We are commanded by Scripture to give back to God ten percent of our “first fruits,” our income for the year. Some of us do not pay much attention to these commands, but put a few dollars in the plate as it comes down the pew. Some of us pledge a fraction of the ten percent, or what we think is appropriate after all of our expenses, needs and wants, are met. Some of us pledge ten percent. Some of us more than that.
A pledge is a promise, an intention of faith and fidelity. We pledge, or make vows, to one another in marriage, and the relationship between the Church and Christ is considered one of marriage, for Christ refers to himself as the bridegroom in Holy Scripture. The Church is his bride.
Our preacher spoke of these things today, saying that God wants much more from us than belief. God, like a loving spouse, wants a living, loving relationship with us. We do not come to church to mouth words and listen to empty phrases. We come to actively partake in God’s kiss.
God’s kiss! That got my attention, and I listened closely for the explanation. God is not an idea, our priest continued, but a living person who desires union with his beloved, his bride. He wants all of us. He wants even little me. He wants to fill us with himself in the bread and the wine. It is a Eucharistic kiss, a kiss between the bride, the Church, and the bridegroom, Jesus Christ.
So it is fitting that the Gospel today, the story of the Wedding in Cana, is about water turned to wine at a wedding feast. It is Christ’s first recorded miracle. It is the third epiphany that reveals Who He Is in this season of Epiphanytide, of manifestations.
And it was fitting for us to pledge our troth (truth, faith, as is said in our Sacrament of Holy Matrimony) to our bridegroom, to step to the altar and give him our promise.
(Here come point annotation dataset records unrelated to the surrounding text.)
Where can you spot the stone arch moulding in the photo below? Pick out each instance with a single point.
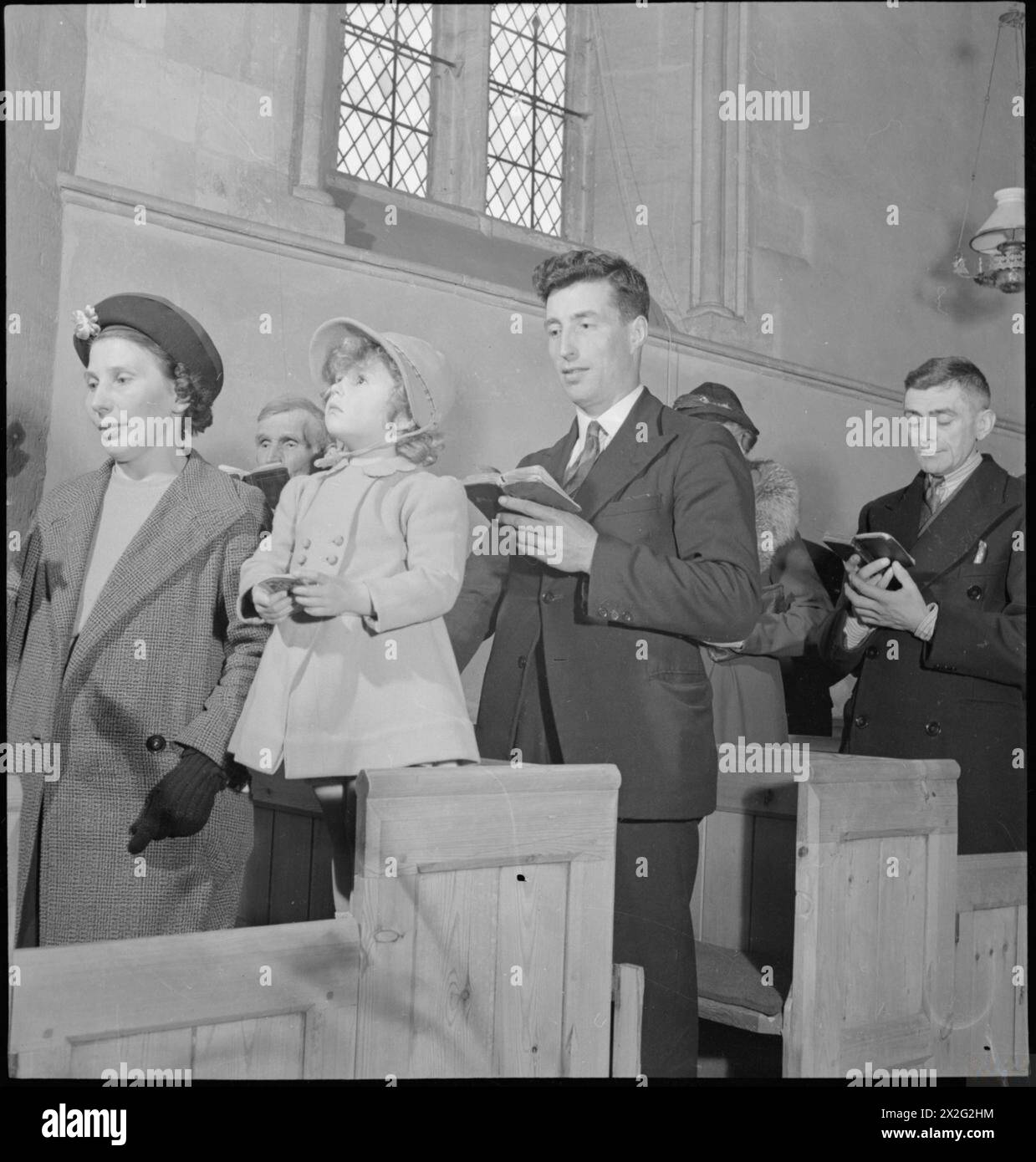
(719, 230)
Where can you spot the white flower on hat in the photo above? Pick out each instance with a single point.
(86, 324)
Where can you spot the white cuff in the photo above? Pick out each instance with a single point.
(926, 626)
(855, 634)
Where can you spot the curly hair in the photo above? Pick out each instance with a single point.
(187, 384)
(423, 449)
(628, 285)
In a marriage we promise to love and to cherish, in sickness and in health. Just so, we as his bride, promised these things, to him and to one another as members of his body.
My husband and I have found that in our thirty years of marriage, pledging to the Church has been important. We have tried to be faithful with at least a ten percent offering, and I believe it is true that miracles happen when we are faithful. When we are steady. When we worship together weekly, and partake of God’s presence weekly. When we do the hard regular duty, honing our consciences with love’s demands, feeding on sermon and Scripture, worshiping in song and prayer and bread and wine, giving of our time to the Body of Christ as well as our means, in sacrifice. Sometimes it’s a struggle to be faithful to God, to family, to anything. Sometimes it’s a joy. But God is always there in the faithfulness, working his miracles.
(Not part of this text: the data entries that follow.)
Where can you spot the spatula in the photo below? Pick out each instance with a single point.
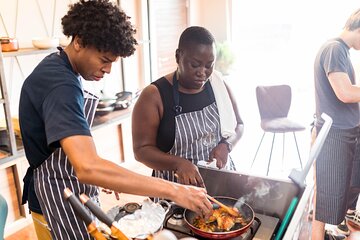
(230, 210)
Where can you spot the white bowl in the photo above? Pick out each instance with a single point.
(44, 43)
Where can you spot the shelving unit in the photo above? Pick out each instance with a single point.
(15, 146)
(6, 107)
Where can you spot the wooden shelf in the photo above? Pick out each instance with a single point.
(28, 51)
(115, 117)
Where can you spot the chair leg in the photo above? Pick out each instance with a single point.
(272, 145)
(282, 159)
(257, 150)
(298, 150)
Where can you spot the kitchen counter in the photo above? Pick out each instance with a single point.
(109, 201)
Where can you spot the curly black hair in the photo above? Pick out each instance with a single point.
(195, 34)
(100, 24)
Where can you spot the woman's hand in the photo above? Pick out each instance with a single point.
(193, 198)
(188, 174)
(108, 191)
(219, 153)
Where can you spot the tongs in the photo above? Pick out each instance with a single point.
(230, 210)
(83, 214)
(96, 210)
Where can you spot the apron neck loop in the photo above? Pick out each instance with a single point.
(177, 108)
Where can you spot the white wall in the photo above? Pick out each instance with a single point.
(213, 15)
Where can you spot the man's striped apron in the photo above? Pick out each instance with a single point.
(52, 177)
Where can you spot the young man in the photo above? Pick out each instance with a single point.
(338, 165)
(56, 113)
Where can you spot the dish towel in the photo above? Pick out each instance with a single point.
(223, 102)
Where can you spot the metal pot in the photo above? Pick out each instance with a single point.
(244, 209)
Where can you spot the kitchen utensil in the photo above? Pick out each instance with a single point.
(115, 231)
(83, 214)
(9, 44)
(228, 209)
(244, 210)
(287, 218)
(299, 177)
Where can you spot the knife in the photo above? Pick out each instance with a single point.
(96, 210)
(83, 214)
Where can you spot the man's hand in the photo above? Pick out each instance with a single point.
(194, 199)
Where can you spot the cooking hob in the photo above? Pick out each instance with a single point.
(263, 227)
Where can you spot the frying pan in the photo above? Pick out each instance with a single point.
(244, 209)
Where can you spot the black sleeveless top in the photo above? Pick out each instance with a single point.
(188, 102)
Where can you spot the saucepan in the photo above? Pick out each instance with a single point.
(244, 209)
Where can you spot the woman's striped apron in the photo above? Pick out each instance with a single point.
(53, 176)
(196, 134)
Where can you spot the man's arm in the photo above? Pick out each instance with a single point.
(92, 169)
(343, 88)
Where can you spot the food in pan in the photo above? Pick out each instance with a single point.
(219, 221)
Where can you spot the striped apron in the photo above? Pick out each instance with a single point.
(337, 175)
(56, 174)
(196, 134)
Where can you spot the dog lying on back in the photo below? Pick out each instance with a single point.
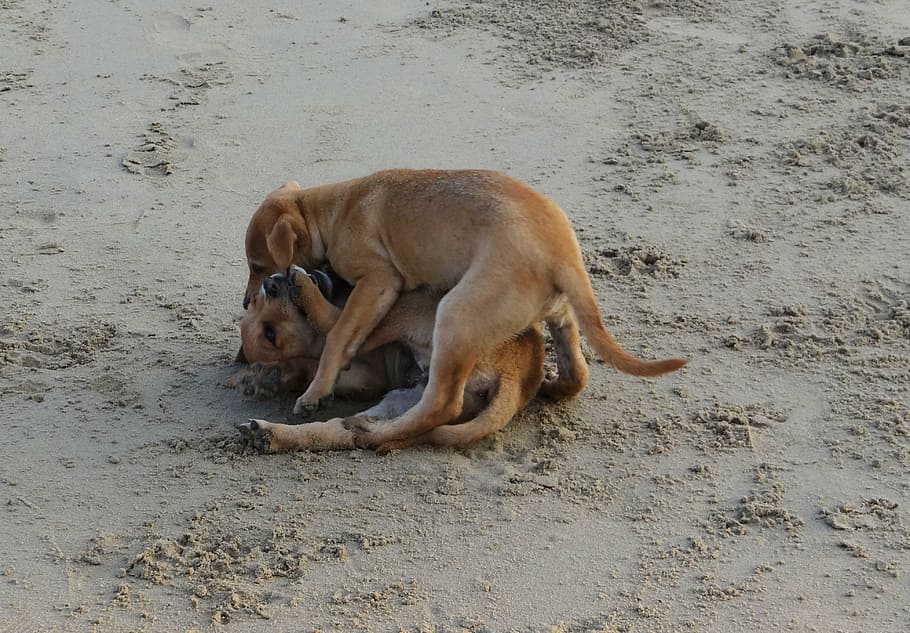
(283, 333)
(505, 256)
We filled out our cards and processed with our brothers and sisters to God’s altar. Later, in the parish hall, we celebrated the arrival of our newest member of Christ’s body, Luisa, now two months old, with a shower of food and presents. But we were the ones showered… by the love of our bridegroom, ever faithful, to bring this new life among us.
We pledge our tithe, we are faithful, and God hears us for he is faithful too. Only now can he work his miracles among us, embracing us, kissing us.